Behr saw immediately what she meant. Caro had already been there. Schmidt’s belongings had been packed up and rested on a dinette table in unsealed cardboard boxes. “Yeah, they forgot something important we need down at the office,” Behr said. “Schmidt and Bigby got reassigned to something new out of town,” he added lamely and unnecessarily.
“That’s what the other boys said,” she observed, stepping back into the kitchenette to wait as Behr began looking through the boxes. All they contained were folded clothes, shoes, toiletries, newspapers, and magazines. It was clear the room had been totally sanitized. Whatever had been there by way of files, notes, or a laptop had been removed by those Caro assholes, who sure liked to make things difficult.
Behr stopped what he was doing and stepped back.
“Can’t find it?” Sheila asked.
“No,” Behr said. He couldn’t see anything of use at all. He fished around in a large plastic cup from Burger King. It held about a pound of change and matchbooks from various places- Indy Dancers, Big Daddy Rays, the Tip-Over Tap Room, the Red Garter-that told him Schmidt didn’t mind spending time in a bar.
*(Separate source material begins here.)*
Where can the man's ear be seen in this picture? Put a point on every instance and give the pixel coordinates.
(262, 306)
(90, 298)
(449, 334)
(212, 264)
“Maybe your coworkers got it after all,” she suggested.
Behr nodded.
“You want to check the other room?” she wondered.
He didn’t feel the need to bother with another sterile room that wouldn’t say much of anything about the men he was looking for or where to find them.
“Sure,” Behr said anyway, a slave to method, and trudged after her toward Bigby’s room.
Kenny Schlegel pulled into the lot of Nick’s Chili Parlour and saw his pop’s car was already there. He walked inside to find Terry and Knute sitting over a feast that turned his stomach. The sign outside announced the special of the day, and that’s what they’d ordered: four chili dogs or a half pound of fish for $5.94. What a deal. They also had a bowl of chili in front of each of them.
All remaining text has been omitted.